Development and Characterization of Recombinase-Based Isothermal Amplification Assays (RPA/RAA) for the Rapid Detection of Monkeypox Virus (Mao et al., Viruses)

Monkeypox is a zoonotic disease caused by monkeypox virus (MPXV), in which outbreaks mainly occurred in West and Central Africa, with only sporadic spillovers to countries outside Africa due to international travel or close contact with wildlife. During May 2022, multiple countries in Europe, North and South America, Australia, Asia, and Africa reported near-simultaneous outbreaks of MPXV, the first time that patient clusters were reported over such a large geographical area. Cases have no known epidemiological links to MPXV-endemic countries in West or CentralAfrica. Real-time PCR is currently the gold standard for MPXV diagnostics, but it requires trained laboratory personnel and specialized equipment, and results can only be obtained after several hours.
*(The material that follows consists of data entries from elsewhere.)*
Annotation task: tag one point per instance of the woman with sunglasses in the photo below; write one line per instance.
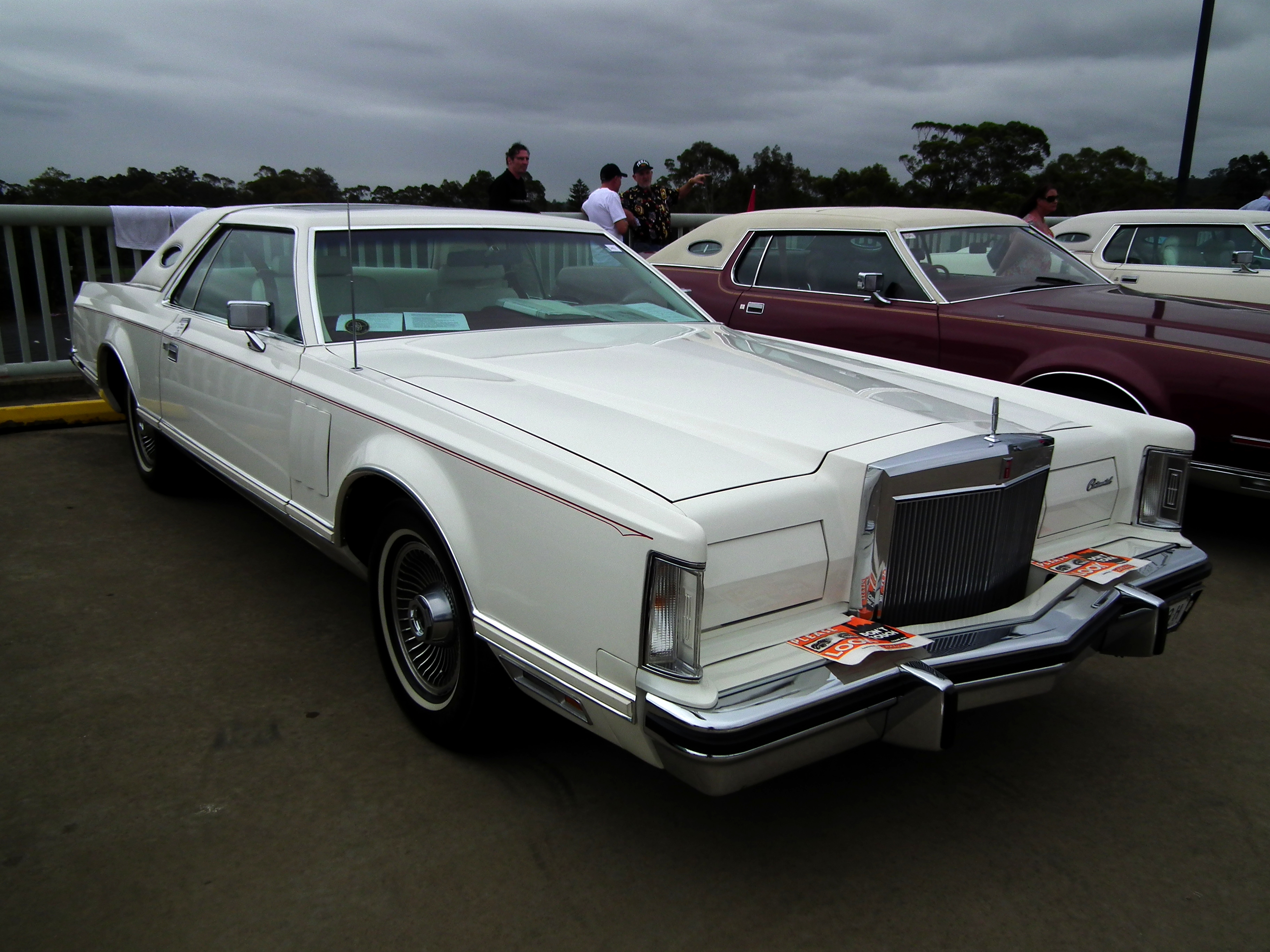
(1043, 201)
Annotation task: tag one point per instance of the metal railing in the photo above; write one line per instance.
(50, 252)
(53, 249)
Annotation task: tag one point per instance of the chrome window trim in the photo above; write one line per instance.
(1115, 229)
(941, 299)
(888, 235)
(315, 309)
(1108, 239)
(743, 244)
(695, 267)
(191, 262)
(197, 256)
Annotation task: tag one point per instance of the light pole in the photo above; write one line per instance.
(1206, 29)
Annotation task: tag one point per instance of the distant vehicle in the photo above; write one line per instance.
(1208, 253)
(556, 471)
(982, 294)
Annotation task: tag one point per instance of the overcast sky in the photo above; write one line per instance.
(383, 92)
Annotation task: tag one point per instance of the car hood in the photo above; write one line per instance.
(685, 411)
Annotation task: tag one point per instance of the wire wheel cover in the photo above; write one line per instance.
(144, 438)
(433, 663)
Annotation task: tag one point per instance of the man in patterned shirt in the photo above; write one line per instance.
(651, 205)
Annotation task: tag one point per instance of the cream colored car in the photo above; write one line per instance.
(1185, 252)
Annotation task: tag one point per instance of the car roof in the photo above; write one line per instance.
(729, 229)
(155, 275)
(338, 215)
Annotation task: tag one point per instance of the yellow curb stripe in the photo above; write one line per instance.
(72, 412)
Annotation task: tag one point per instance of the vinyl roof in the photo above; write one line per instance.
(728, 230)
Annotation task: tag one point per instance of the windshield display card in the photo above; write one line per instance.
(1093, 564)
(855, 640)
(435, 320)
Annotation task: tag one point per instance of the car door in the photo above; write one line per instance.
(1189, 261)
(805, 286)
(220, 389)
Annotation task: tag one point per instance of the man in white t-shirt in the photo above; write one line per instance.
(605, 205)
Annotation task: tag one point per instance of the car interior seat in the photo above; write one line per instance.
(331, 275)
(599, 285)
(470, 281)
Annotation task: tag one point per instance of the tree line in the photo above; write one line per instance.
(991, 167)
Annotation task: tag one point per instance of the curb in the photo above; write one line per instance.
(76, 412)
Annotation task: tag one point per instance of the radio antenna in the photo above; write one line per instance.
(353, 324)
(996, 415)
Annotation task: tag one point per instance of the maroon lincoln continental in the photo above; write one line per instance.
(982, 294)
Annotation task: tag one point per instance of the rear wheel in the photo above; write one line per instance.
(162, 465)
(446, 681)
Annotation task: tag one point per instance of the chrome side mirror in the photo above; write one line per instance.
(1242, 261)
(872, 284)
(251, 317)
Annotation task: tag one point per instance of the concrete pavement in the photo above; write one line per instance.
(198, 752)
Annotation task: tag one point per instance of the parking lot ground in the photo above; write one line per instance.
(198, 752)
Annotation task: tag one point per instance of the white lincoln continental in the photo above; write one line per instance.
(731, 555)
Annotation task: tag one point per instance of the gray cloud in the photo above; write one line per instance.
(398, 93)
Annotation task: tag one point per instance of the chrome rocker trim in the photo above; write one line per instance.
(761, 730)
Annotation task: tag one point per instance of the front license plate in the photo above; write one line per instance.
(1179, 609)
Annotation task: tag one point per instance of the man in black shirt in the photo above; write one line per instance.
(507, 192)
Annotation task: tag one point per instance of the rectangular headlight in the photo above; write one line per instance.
(1162, 494)
(672, 617)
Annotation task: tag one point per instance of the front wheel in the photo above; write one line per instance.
(160, 464)
(446, 681)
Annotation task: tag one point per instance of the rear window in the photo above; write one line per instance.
(982, 262)
(404, 282)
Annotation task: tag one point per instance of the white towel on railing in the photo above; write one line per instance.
(182, 214)
(147, 227)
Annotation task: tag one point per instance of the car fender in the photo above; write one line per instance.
(1109, 365)
(392, 456)
(117, 346)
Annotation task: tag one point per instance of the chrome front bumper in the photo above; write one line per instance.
(768, 729)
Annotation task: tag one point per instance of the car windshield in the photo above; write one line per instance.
(429, 281)
(967, 263)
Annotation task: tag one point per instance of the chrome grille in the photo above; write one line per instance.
(948, 531)
(956, 555)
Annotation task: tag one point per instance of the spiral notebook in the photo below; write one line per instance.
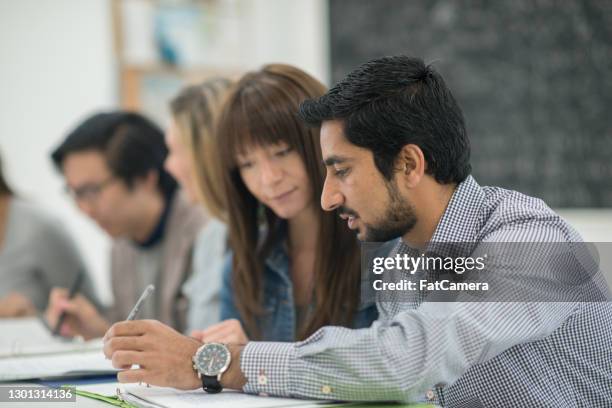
(28, 350)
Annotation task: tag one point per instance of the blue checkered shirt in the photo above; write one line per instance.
(458, 354)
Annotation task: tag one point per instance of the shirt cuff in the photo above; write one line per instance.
(266, 367)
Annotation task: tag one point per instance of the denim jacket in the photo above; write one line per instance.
(279, 321)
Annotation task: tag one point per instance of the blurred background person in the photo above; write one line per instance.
(36, 254)
(193, 160)
(294, 268)
(113, 164)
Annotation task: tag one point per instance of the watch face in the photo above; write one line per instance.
(212, 359)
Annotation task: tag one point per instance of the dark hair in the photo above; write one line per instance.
(5, 189)
(390, 102)
(131, 143)
(261, 110)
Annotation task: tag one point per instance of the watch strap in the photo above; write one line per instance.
(211, 384)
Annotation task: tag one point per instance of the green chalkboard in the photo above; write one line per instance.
(534, 79)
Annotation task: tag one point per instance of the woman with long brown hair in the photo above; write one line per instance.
(294, 267)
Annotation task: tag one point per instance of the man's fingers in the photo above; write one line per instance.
(128, 328)
(115, 344)
(131, 376)
(125, 359)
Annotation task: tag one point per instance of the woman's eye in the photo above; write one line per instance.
(341, 172)
(245, 165)
(283, 152)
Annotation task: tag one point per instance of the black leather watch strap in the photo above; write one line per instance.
(211, 384)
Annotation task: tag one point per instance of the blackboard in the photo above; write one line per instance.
(534, 80)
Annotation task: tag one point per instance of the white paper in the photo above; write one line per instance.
(29, 336)
(54, 365)
(173, 398)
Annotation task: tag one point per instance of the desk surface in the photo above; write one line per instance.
(84, 402)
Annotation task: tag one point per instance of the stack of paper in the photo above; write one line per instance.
(29, 351)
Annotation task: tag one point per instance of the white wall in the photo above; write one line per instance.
(56, 66)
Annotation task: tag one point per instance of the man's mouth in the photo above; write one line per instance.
(283, 195)
(351, 220)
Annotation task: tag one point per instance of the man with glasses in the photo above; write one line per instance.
(113, 164)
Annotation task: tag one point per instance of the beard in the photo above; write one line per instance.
(398, 218)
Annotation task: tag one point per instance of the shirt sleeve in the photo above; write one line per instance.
(405, 357)
(397, 360)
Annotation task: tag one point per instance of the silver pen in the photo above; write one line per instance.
(147, 292)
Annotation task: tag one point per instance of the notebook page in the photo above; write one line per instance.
(173, 398)
(30, 336)
(54, 365)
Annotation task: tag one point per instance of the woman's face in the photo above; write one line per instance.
(178, 162)
(276, 176)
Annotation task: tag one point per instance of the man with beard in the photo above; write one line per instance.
(397, 154)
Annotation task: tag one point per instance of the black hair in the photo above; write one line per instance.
(132, 145)
(393, 101)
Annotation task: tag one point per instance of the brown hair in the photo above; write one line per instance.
(5, 189)
(195, 111)
(262, 110)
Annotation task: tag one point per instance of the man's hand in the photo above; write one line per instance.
(233, 378)
(82, 318)
(162, 354)
(16, 305)
(227, 332)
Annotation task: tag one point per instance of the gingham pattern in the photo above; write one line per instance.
(457, 354)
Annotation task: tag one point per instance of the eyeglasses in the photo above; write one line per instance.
(89, 191)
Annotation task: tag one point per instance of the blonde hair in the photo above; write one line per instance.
(195, 111)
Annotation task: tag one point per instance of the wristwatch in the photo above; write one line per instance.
(210, 361)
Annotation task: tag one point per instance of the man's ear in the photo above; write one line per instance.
(410, 165)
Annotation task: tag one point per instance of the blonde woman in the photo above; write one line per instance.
(192, 160)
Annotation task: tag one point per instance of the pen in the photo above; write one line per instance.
(147, 292)
(73, 291)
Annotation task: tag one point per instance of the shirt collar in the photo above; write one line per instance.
(460, 223)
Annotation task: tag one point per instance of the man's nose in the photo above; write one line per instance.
(331, 198)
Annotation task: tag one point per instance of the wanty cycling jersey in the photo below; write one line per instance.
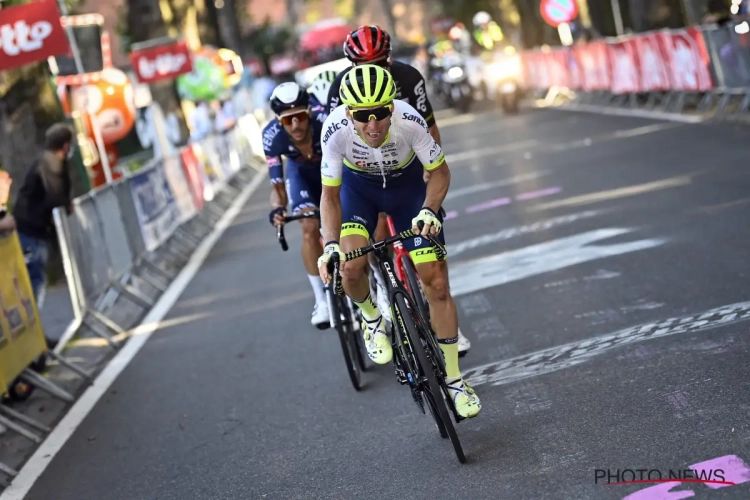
(407, 143)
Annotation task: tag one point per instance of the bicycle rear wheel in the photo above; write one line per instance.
(417, 293)
(360, 349)
(415, 288)
(342, 322)
(431, 388)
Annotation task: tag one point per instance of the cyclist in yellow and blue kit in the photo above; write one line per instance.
(385, 146)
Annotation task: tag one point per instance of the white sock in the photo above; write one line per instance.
(318, 288)
(376, 273)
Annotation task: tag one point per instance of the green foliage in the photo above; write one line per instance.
(269, 40)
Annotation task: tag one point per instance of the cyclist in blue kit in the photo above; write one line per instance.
(295, 133)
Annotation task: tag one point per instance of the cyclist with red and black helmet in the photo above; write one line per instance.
(372, 45)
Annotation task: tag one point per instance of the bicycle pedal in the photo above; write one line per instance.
(401, 377)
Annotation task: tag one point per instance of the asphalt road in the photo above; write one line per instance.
(599, 266)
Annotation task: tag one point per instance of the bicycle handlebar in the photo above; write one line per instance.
(315, 214)
(440, 250)
(333, 264)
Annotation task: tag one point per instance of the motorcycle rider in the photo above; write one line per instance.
(486, 31)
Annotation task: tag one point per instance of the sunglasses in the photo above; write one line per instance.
(364, 115)
(287, 119)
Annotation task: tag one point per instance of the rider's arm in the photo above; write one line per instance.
(423, 105)
(435, 133)
(331, 170)
(275, 170)
(333, 95)
(433, 159)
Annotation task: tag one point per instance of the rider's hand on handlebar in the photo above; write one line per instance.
(332, 248)
(431, 222)
(276, 217)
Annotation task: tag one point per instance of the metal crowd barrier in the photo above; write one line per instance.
(114, 241)
(700, 69)
(123, 244)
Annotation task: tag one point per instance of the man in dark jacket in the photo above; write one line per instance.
(47, 185)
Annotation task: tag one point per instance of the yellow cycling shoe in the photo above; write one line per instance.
(376, 341)
(465, 400)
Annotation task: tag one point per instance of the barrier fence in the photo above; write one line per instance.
(121, 246)
(706, 67)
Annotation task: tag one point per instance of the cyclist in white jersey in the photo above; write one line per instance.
(385, 146)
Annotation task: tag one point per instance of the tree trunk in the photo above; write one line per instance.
(145, 23)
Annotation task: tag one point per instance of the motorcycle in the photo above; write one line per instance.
(451, 82)
(504, 74)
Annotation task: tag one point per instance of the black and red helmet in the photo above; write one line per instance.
(366, 44)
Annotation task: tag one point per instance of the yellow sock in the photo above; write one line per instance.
(369, 310)
(450, 353)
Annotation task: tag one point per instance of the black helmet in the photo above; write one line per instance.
(287, 96)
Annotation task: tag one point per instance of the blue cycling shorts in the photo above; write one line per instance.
(303, 186)
(363, 198)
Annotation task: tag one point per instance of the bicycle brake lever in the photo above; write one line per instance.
(281, 238)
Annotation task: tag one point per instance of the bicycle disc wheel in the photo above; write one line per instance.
(346, 336)
(417, 294)
(415, 288)
(427, 368)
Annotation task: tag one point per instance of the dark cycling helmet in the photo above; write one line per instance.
(327, 76)
(287, 96)
(367, 43)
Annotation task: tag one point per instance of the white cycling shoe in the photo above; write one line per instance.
(320, 317)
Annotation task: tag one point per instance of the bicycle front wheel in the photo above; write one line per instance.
(430, 387)
(342, 322)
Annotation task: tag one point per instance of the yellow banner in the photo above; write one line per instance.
(21, 333)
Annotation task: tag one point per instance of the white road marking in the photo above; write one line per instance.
(574, 353)
(637, 113)
(512, 232)
(496, 270)
(485, 186)
(47, 451)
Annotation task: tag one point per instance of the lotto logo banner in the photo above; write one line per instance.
(163, 62)
(31, 33)
(21, 334)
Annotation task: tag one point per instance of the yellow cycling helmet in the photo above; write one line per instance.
(367, 86)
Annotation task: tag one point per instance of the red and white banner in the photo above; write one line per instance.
(31, 33)
(666, 60)
(162, 62)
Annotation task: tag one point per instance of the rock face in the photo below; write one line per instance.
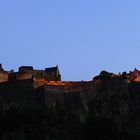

A rapid and simple-to-operate point-of-care diagnostic test for MPXV is crucial for limiting its spread and controlling outbreaks. Here, three recombinase-based isothermal amplification assays (RPA/RAA) for the rapid detection of MPXV isolates were developed. These three assays target the MPXV G2R gene, and the limit of detection for these systems is approximately 100 copies of DNA per reaction. The assays were found to be specific and non-cross reactive against other pox viruses, such as vaccinia virus, and the results can be visualized within 20–30 min. The assays were validated with DNA extracted from 19 clinical samples from suspected or confirmed MPXV patients from Central Africa, and found to be consistent with findings from traditional qPCR. These results provide a solid platform for the early diagnosis of potential MPXV cases, and will help with the control and prevention of current and future outbreaks.